Novel nonsense mutation in MSX 1 in familial nonsyndromic oligodontia: subcellular localization and role of homeodomain/ MH 4

Nonsyndromic tooth agenesis is one of the most common anomalies in human development. Part of the malformation is inherited and is associated with paired box 9 ( PAX 9 ), msh homeobox 1 ( MSX 1 ), and axin 2 ( AXIN 2 ) mutations. To obtain a comprehensive understanding of the genetic and molecular mechanisms that underlie this genetic disease, we investigated six familial and seven sporadic Japanese cases of nonsyndromic tooth agenesis. Searches for mutations in these candidate genes detected a novel nonsense mutation (c.416G>A) in exon 1 of MSX 1 from a family with oligodontia. This mutation co‐segregated in the affected family members. Moreover, this mutation produced a termination codon in the first exon and therefore the gene product (W139X) was truncated at the C terminus, hence, the entire homeodomain/MH4, which has many functions, such as DNA binding, protein‐protein interaction, and nuclear localization, was absent.

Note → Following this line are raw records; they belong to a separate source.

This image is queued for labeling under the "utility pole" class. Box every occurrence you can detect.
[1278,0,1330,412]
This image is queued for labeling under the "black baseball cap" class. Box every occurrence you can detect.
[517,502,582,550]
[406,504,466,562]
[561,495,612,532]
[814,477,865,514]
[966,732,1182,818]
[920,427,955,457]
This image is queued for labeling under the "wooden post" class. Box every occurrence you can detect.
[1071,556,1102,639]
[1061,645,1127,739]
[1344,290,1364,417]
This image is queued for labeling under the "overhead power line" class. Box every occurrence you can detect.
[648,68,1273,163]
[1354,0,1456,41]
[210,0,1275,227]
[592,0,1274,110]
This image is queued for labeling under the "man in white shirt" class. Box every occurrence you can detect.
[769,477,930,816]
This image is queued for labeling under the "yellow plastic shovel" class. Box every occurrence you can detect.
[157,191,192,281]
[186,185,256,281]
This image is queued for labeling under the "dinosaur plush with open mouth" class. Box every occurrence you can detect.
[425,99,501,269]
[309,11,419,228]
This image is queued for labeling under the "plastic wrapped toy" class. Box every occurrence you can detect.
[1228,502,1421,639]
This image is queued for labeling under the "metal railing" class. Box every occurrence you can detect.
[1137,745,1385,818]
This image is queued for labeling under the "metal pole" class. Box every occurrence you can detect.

We characterized the properties of this truncated MSX 1 by investigating the subcellular localization of the mutant gene product in transfected cells. The wild‐type MSX 1 localized exclusively at the nuclear periphery of transfected cells, whereas the mutant MSX 1 was stable but localized diffusely throughout the whole cell. These results indicate that W139X MSX 1 is responsible for tooth agenesis.